On the tennis court Margaret and he were too strong for Robert and Viola; accordingly the two Berrisfords fought great battles against the visitors and as a rule prevailed. But they were not invincible. Once Martin and Viola had lost two sets in succession and in the third the score was five-three and forty-fifteen against them. Viola had said, "Now we're going to win," and Martin had performed the most impossible feats at the net, smashing and cutting and getting back for the lob.
Martin finished the set with a perfect drive down the said line.

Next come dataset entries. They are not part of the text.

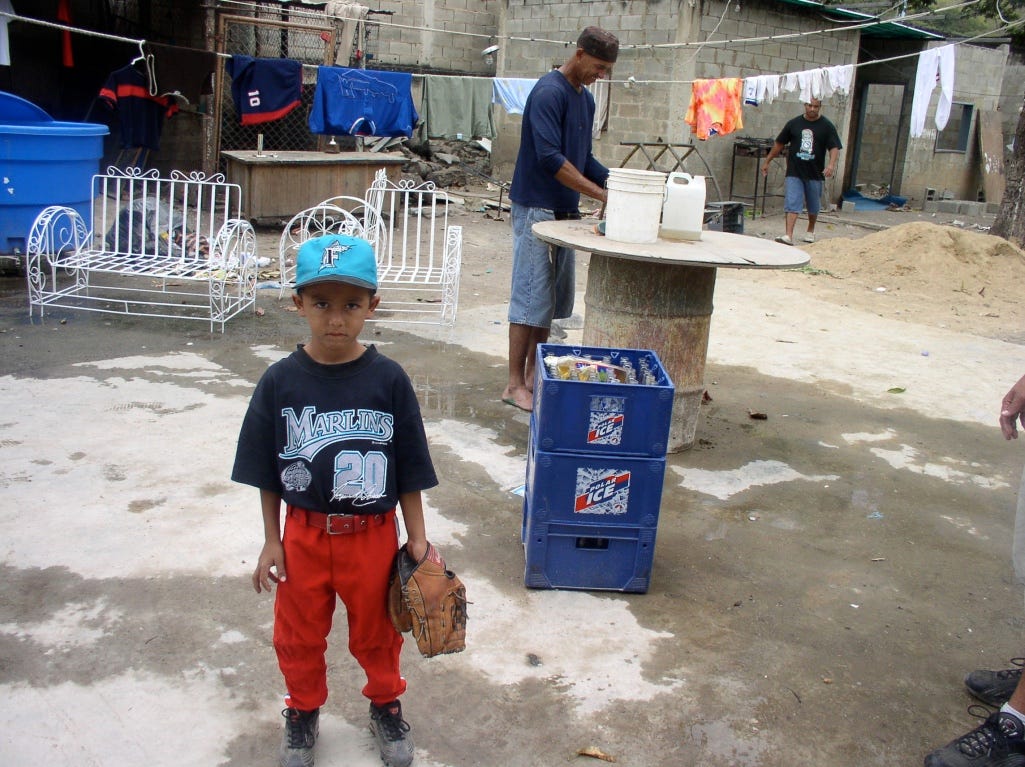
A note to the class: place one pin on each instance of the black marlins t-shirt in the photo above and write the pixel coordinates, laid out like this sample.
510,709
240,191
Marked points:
339,439
808,144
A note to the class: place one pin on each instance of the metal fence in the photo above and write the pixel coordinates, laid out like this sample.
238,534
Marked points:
310,44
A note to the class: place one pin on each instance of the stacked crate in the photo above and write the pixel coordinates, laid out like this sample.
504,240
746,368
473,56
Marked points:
595,468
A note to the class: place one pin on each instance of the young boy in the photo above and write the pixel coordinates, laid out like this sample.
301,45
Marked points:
334,431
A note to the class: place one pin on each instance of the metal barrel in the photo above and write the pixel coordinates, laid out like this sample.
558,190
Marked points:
664,308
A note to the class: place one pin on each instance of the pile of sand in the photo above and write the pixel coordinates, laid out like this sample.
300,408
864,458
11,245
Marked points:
926,273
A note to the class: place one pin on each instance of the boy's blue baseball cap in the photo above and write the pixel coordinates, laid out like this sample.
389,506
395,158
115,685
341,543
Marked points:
336,258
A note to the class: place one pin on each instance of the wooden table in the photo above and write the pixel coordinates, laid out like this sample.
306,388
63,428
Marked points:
278,185
658,296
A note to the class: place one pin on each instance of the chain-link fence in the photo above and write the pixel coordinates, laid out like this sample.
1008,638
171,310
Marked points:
309,44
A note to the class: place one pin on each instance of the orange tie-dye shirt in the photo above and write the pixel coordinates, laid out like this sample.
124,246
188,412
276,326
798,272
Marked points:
715,107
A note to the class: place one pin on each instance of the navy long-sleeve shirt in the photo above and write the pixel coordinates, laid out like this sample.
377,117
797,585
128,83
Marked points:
557,125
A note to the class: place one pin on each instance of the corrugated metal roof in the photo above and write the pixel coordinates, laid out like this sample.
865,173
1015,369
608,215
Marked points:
891,30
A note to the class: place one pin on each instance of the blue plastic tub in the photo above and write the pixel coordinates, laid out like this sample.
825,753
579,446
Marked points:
42,162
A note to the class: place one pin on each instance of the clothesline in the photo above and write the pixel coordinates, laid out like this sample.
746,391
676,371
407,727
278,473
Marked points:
648,46
626,82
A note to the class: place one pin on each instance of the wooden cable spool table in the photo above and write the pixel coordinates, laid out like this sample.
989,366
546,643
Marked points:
659,295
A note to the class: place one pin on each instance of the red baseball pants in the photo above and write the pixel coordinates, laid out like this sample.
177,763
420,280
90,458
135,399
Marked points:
321,567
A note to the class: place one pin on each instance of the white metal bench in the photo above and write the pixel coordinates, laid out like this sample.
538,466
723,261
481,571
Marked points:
419,253
171,247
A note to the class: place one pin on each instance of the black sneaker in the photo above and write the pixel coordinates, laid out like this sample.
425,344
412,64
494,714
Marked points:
994,688
392,733
999,741
301,728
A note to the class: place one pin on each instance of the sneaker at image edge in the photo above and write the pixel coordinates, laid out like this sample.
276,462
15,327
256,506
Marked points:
999,741
993,688
393,735
301,728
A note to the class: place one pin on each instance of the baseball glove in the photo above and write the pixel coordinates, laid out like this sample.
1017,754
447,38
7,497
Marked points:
429,601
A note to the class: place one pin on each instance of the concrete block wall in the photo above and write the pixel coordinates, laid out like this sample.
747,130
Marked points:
654,111
1012,98
467,25
878,134
978,78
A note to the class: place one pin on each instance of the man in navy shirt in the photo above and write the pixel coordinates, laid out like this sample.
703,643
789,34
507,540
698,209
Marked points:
555,166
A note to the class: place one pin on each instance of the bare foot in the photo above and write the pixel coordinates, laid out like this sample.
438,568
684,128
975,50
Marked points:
519,397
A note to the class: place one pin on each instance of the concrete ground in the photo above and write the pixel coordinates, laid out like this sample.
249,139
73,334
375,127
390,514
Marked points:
822,579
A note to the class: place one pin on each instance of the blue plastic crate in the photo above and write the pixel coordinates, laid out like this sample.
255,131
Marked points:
602,417
593,489
588,557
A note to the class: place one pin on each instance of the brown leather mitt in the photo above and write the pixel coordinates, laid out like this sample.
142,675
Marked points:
429,601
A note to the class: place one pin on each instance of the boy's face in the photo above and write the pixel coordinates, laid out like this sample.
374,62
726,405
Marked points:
335,313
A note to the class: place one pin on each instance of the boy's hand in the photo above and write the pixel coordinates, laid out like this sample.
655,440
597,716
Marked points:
272,556
416,549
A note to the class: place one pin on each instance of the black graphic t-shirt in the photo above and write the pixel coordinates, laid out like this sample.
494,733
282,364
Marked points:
338,439
808,144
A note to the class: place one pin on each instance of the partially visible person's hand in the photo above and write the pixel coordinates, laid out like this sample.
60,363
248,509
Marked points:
1013,410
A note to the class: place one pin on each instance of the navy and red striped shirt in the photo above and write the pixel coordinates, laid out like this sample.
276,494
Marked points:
140,115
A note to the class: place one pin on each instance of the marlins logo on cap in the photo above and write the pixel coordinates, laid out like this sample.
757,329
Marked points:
336,258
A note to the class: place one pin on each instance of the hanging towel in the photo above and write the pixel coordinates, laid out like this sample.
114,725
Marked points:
352,18
715,107
352,102
139,115
511,92
457,105
761,89
600,89
264,89
4,39
839,78
809,83
185,73
935,64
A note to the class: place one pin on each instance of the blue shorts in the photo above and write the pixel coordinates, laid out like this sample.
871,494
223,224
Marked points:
801,194
543,276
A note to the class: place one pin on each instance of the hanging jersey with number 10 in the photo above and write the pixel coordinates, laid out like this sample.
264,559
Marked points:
264,89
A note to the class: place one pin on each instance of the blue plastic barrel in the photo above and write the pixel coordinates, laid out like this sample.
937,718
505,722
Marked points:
42,162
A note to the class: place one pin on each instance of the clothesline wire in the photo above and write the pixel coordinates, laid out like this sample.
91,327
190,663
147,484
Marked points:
1005,28
645,46
628,82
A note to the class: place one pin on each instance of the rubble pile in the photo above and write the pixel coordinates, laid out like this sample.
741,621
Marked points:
448,163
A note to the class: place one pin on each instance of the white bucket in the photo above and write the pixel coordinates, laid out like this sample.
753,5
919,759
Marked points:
634,205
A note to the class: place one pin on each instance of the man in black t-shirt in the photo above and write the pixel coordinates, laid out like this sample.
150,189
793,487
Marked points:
809,138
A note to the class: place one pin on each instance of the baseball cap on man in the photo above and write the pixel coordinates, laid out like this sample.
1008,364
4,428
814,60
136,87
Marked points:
597,42
336,258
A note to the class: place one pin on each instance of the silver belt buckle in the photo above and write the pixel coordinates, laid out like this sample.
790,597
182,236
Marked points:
340,524
344,524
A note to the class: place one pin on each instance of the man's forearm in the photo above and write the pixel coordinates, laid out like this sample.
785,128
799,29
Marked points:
568,175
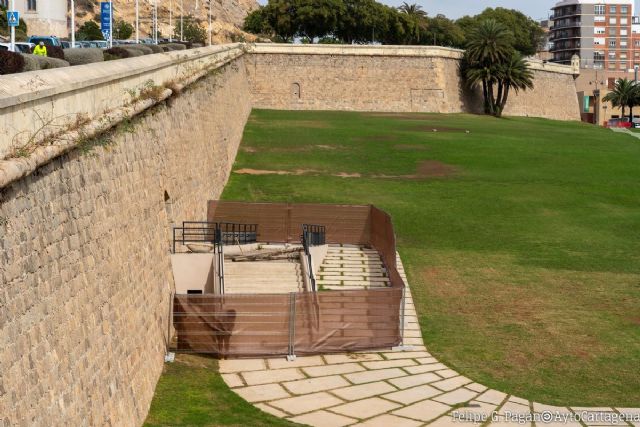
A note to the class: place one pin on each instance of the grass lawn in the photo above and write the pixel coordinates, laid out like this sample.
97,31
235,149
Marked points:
521,238
192,393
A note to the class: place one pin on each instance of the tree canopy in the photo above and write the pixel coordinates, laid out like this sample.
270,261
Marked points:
368,21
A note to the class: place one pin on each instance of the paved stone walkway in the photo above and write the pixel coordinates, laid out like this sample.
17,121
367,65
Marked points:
391,389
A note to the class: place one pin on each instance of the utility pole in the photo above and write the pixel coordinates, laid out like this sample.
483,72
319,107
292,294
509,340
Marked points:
137,22
73,24
110,23
13,29
155,21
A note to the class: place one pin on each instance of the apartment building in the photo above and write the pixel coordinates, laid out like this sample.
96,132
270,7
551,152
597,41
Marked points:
605,34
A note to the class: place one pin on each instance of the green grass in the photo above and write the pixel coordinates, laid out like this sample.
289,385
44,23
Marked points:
192,393
520,238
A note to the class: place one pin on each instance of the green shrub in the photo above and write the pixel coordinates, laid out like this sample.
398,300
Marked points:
10,62
30,62
133,52
118,52
146,50
155,48
45,63
83,56
176,46
55,52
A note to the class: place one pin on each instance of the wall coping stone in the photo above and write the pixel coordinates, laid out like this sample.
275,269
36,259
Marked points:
19,88
388,50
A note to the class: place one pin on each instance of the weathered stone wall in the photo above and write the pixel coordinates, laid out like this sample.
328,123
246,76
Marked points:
84,259
397,79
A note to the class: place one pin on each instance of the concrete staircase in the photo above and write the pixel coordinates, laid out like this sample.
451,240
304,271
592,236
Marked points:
262,277
351,267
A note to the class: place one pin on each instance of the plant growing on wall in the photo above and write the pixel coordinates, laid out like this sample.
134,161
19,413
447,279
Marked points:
492,63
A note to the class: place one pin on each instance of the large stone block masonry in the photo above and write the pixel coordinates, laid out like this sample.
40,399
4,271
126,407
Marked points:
84,259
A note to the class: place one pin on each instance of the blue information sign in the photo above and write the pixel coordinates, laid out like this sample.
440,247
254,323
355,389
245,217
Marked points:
105,18
13,18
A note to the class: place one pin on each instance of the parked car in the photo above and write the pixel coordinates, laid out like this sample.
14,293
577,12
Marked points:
20,47
25,47
47,40
99,43
623,122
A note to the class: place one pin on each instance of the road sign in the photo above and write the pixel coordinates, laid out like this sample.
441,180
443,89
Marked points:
105,16
13,18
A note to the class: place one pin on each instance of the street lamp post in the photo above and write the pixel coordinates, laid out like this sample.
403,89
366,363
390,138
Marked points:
73,24
13,29
210,29
137,22
110,23
170,21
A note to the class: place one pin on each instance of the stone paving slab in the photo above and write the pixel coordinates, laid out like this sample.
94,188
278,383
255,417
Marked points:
381,388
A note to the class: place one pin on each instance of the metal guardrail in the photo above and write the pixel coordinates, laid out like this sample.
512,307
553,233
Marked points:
312,235
216,234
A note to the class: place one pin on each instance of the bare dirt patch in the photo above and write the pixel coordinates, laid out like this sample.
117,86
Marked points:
248,171
404,116
436,128
434,168
427,169
348,175
410,147
378,138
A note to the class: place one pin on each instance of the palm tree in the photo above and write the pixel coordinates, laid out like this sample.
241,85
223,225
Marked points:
414,10
626,93
514,73
417,16
490,61
489,42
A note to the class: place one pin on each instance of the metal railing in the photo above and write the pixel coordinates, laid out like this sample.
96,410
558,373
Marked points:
312,235
194,232
237,234
227,233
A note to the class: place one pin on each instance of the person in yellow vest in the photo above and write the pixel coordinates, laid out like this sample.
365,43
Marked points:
40,49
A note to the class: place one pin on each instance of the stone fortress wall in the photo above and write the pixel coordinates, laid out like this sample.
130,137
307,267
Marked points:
398,78
84,268
85,280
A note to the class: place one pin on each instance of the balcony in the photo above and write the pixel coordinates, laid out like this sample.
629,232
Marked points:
569,24
565,12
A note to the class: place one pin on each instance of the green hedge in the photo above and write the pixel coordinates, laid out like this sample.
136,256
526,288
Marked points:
83,56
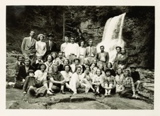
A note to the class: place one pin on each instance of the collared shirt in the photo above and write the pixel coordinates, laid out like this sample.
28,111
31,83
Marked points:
91,51
49,66
82,51
66,75
119,79
57,76
63,47
40,76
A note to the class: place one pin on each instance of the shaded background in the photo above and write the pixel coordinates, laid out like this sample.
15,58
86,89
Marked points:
83,22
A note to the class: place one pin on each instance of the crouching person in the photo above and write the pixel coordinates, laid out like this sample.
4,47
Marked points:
75,81
128,83
108,83
36,84
86,80
56,81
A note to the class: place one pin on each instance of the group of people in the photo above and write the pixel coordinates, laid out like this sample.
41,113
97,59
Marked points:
44,70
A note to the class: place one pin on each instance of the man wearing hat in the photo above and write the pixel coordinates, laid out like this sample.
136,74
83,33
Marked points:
28,45
91,52
115,63
51,46
135,76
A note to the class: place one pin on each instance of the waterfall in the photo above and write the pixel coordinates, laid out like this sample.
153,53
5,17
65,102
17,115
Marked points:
112,36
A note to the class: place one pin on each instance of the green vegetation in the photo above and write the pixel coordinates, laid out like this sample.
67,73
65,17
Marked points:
138,31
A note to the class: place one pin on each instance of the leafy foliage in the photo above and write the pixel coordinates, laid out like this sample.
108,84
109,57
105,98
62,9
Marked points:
138,31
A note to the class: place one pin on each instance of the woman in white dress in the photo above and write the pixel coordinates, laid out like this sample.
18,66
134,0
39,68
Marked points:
41,47
75,80
82,52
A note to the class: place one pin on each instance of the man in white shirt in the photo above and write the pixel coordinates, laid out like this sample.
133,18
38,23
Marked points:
91,52
72,50
64,45
28,45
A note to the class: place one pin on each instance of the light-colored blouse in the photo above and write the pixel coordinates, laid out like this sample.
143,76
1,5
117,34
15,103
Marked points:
41,48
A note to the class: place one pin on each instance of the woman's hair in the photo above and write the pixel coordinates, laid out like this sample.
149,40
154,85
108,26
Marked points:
68,66
118,69
108,71
54,53
80,42
27,59
43,65
67,60
78,67
20,56
99,69
87,66
110,64
38,37
48,56
128,71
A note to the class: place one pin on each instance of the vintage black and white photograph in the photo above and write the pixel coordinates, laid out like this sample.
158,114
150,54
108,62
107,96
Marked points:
80,57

"Wimbledon," said Robert, making no effort to reach it.
As they went in to tea his partner smiled upon him and said: "You were simply wonderful."
That moment gave him greater joy than he had ever gained from the avenging of Gideon or the conquest of Randall's with fraudulent googlies.
On the last day of his holidays (it is a nice point whether the two months before a man goes up to the university are to be called 'summer hols' or 'long vac') a discussion was held after breakfast as to procedure. Robert was sorry, but he had to give himself to the Ethics: he had one day in which to settle the business of friendship and pleasure (long neglected), and he had discovered to his horror that some pieces of Aristotle must be learned by heart with a view to translation. Margaret had to go to a dentist at Plymouth. At last Martin asked Viola Cartmell to come out on the moor and to his joy she assented.